DNA sequencing has also enabled the development of another highly polymorphic, codominant marker type called single nucleotide polymorphisms (SNPs). When multiple sequences of a particular region are generated for multiple members within a species, single base differences among individuals are often detected. Depending on the level of DNA sequencing (e.g., individual regions v. whole genomes), SNPs can provide broad genome coverage, show high levels of variability, and can be used for phylogenetic reconstruction because the homology of these markers is known.
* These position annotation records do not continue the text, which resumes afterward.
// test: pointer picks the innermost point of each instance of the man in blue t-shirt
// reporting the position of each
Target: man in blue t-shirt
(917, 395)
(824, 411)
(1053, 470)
Another different but related approach to targeting individual gene regions is whole genome sequencing. One recently developed method that rapidly generates short sequenced segments that can be analyzed and compiled into whole genomes is called Next Generation Sequencing. Although typically limited to organisms with small genomes (e.g., bacteria or viruses), Next Generation Sequencing is becoming an important tool for molecular ecologists interested in probing entire genomes for clues to ecologically-based questions.

Given the strengths and weaknesses of different molecular genetic techniques, one might wonder how best to design an experiment for answering a particular ecological question. This subject requires careful consideration of both marker method and marker information content.